Ao utilizar a técnica dos luminosos publicitários para criar esculturas de grafites e uma instalação com pichações em néon, o artista faz uma crítica à apropriação dessas formas de arte pela lógica mercantilista. A combinação entre publicidade e grafite, duas estéticas tão díspares, mas que o mercado está fazendo questão de tentar aproximar, mesmo à força, gera uma espécie de "disfunção visual": ao mesmo tempo em que banaliza a publicidade, tirando dela suas características formais, o artista explicita a técnica intrincada das escritas urbanas.

O embate parece ser mais ideológico do que estético. E remonta à discussão histórica sobre a transição do marginal para o fashion - ou do marginal que é digerido pelo mercado. "Muita coisa que é marginal é absorvida e se transforma em algo cult, erudito. Outras são digeridas pelo mercado de tal maneira que arrancam a alma daquilo, e o que sobra é nada."

Trata-se de uma crítica aos artistas que apresentam a estética urbana sob uma forma comercial, privando-a de sua natureza que é, em essência, transgressora. O que não significa que ele não vá também tirar certo proveito financeiro dessa lógica - suas obras já foram vendidas antes mesmo da abertura da exposição. "Nos Estados Unidos, os artistas de rua entendem que entrar pra publicidade é se tornar cultura. Eles acham que quando fazem a embalagem de um produto, uma lata de refrigerante, estão dando um passo artístico. Mas essas marcas não absorvem, elas realmente digerem a coisa e a esvaziam de significado. E os brasileiros agora estão entrando nesse processo."

O estêncil grafitado na traseira do automóvel vira item de série e é só mais um dos exemplos citados pelo artista que confirmam essa tendência da publicidade em fazer referência ao grafite como algo simplesmente cool. "O que tem de verdadeiramente artístico se esvazia numa replicação da estética. As artes urbanas estão sendo digeridas e transformadas em algo completamente inócuo."

O repertório apreendido nas ruas com as quais interage desde os 13 anos é transposto para a galeria de arte. Termos que tendem a ser depreciativos em alguma medida, ou dúbios, viram matéria-prima para as esculturas de Orion.

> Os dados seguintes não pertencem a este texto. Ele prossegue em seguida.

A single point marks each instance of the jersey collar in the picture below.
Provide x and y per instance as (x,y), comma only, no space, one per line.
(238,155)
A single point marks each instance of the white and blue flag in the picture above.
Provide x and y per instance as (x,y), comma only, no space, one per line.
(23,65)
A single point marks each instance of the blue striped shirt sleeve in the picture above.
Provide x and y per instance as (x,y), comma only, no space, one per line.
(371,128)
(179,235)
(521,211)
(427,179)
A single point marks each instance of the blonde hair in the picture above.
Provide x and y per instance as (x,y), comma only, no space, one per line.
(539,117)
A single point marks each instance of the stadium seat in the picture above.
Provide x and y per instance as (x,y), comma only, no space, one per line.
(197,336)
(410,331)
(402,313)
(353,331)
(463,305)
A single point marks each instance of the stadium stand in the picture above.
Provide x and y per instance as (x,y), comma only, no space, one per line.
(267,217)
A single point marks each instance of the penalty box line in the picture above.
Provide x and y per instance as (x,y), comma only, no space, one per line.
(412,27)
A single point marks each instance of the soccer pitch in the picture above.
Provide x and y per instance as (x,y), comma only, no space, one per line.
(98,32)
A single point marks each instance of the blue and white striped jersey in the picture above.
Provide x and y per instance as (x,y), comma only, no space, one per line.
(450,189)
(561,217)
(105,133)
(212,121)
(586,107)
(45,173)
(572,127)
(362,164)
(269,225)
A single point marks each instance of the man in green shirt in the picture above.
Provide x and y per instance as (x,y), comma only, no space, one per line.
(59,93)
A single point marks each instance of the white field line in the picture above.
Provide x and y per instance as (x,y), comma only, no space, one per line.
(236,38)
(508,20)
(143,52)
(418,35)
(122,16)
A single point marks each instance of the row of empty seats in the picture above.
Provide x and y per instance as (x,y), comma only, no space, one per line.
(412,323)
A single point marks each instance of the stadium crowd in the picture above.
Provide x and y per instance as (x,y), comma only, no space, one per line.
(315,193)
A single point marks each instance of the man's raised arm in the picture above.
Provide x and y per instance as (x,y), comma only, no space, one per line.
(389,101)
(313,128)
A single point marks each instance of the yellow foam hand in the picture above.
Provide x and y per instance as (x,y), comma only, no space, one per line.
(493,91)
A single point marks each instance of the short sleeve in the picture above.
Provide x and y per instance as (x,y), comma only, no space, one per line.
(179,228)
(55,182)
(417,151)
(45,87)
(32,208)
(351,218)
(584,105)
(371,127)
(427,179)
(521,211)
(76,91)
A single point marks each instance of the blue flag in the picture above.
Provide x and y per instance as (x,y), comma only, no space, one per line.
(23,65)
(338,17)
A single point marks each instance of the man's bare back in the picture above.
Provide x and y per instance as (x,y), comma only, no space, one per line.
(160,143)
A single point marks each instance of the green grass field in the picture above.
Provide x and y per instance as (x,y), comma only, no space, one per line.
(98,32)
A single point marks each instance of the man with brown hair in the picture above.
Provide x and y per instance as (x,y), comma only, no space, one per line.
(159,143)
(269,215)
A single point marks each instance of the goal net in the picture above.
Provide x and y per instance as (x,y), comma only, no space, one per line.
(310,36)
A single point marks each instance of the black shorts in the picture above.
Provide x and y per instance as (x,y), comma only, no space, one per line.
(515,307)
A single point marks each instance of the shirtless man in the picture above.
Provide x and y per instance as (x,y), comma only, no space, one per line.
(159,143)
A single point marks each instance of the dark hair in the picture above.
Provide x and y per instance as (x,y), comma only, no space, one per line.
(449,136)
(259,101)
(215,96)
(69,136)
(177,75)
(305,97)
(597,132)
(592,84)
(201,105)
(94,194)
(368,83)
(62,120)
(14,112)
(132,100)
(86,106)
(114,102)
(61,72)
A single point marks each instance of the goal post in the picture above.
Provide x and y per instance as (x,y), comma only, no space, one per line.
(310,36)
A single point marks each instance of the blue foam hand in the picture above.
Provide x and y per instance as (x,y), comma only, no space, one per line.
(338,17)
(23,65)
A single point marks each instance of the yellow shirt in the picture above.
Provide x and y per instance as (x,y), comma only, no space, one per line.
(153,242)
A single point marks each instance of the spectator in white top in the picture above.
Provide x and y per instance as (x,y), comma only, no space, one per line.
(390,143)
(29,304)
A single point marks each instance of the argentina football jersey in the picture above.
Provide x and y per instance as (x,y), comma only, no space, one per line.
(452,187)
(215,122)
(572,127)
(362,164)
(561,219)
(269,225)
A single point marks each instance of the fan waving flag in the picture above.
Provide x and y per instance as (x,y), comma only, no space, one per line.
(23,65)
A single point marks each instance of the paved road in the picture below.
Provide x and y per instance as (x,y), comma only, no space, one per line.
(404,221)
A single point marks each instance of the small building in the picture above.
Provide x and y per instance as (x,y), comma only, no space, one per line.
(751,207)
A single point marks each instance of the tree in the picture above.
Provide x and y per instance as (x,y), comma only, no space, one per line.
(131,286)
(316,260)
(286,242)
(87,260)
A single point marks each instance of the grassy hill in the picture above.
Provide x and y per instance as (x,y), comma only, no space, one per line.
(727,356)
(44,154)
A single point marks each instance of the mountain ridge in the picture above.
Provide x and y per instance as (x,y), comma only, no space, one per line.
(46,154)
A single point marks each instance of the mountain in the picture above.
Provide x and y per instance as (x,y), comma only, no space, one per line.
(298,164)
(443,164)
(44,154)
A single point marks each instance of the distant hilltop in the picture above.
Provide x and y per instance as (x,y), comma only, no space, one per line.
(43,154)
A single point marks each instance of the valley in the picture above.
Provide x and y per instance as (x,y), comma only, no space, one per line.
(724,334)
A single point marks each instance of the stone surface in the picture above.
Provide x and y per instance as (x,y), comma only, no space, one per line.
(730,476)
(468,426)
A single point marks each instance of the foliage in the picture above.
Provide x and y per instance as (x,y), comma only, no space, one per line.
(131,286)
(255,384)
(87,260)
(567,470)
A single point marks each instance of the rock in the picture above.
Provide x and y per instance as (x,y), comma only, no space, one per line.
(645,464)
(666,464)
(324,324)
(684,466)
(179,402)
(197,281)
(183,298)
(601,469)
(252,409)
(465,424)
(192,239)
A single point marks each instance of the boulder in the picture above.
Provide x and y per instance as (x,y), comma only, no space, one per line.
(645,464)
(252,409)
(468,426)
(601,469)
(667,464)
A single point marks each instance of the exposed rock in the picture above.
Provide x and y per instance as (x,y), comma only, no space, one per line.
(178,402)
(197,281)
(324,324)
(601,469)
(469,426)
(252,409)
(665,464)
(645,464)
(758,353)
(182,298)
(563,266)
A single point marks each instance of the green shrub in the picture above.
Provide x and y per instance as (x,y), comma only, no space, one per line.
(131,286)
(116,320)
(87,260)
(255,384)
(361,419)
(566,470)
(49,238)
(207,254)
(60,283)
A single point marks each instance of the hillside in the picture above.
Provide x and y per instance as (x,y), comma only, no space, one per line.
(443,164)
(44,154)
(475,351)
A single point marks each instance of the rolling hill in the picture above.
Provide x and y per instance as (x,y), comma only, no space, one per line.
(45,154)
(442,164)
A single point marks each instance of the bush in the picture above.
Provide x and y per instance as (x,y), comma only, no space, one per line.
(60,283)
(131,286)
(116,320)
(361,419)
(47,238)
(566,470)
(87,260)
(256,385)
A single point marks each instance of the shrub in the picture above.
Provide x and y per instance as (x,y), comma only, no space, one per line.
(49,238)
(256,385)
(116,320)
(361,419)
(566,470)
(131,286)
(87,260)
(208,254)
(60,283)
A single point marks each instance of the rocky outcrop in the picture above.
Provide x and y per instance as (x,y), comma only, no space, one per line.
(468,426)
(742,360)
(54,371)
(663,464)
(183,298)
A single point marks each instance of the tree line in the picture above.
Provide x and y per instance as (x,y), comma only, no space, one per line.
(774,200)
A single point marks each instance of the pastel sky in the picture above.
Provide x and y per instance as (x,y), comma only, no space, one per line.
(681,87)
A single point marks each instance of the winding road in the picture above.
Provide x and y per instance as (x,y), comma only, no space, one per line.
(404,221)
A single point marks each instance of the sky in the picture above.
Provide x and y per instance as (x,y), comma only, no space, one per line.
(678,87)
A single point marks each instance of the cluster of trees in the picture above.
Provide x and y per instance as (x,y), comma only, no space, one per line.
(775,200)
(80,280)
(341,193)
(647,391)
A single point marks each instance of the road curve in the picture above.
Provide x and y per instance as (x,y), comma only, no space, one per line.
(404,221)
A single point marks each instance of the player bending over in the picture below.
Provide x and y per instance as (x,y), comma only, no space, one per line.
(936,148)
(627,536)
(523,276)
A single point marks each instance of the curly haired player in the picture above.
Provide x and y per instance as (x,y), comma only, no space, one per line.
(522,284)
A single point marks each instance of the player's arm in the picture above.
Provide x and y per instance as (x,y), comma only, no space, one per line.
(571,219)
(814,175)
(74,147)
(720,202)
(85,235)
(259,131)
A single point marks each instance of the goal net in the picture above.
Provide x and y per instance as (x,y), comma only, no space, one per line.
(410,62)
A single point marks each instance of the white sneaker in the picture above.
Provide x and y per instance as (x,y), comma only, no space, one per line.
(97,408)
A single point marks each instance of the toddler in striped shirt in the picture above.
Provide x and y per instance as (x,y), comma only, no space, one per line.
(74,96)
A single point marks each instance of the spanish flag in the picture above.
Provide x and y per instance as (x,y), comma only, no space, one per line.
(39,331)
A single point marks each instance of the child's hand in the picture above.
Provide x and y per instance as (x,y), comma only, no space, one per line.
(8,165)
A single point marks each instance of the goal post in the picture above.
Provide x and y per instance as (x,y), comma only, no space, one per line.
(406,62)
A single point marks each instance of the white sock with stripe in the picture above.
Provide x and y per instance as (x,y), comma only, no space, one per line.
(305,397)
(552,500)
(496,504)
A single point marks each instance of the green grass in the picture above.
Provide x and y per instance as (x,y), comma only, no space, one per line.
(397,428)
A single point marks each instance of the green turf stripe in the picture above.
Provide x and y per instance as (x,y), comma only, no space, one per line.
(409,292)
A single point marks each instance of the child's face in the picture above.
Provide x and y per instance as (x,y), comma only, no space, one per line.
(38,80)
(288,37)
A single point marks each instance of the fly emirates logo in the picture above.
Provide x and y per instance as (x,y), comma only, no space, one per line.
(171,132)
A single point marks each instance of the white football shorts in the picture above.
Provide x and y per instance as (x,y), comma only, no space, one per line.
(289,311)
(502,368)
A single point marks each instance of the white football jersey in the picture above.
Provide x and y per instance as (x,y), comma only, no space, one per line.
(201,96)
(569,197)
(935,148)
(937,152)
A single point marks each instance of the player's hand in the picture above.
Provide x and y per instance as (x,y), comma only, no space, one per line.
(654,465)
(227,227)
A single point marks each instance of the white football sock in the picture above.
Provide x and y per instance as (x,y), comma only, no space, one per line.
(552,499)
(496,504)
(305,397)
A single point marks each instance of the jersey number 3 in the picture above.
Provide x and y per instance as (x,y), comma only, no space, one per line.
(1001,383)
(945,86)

Assim é que kitsch, cafona e barroco são grafitados em painéis luminosos com formatos rebuscados. "Você está comprando uma palavra. Ela está contaminada de significado. E um significado transitório."

Ao mesmo tempo em que bate de frente com o grafite e a glamourização dessa estética, Orion reverencia a pichação. Na instalação, dividida em seis módulos, as letras marcantes dos muros espalhados pela cidade constroem a frase que ocupa 16 m² de parede - e mais de 130 metros de néon. São apenas oito palavras, mas é preciso muito mais do que alguns poucos segundos para conseguir ler o que está escrito.

Aqui não há espaço para concessões. "Não vou tornar mais legível, nem mais curvilíneo, nem mais agradável. É um trabalho cifrado, mas ao inverso do que acontece com a arte conceitual. Não se trata de cifragem erudita, mas sim marginal. "Qualquer pichador que você trouxer pra porta desta galeria, ele vai ler e entender. E o pichador é a casta mais baixa da nossa sociedade hoje."

Orion faz um paralelo com a arte conceitual. Para ele, a perversidade reside no fato de que nem tudo tem qualidade para ser decifrado ou um discurso para se decifrar. No caso de sua instalação, as palavras vão aparecendo ao leigo com certa dose de esforço: "Observador, contemple bem. Quase tudo é beleza rupestre". É o que diz o mural pichado em néon. "Está tudo ali. É texto. Não preciso de uma legenda, porque o texto já está lá. Agora lê." E decifra.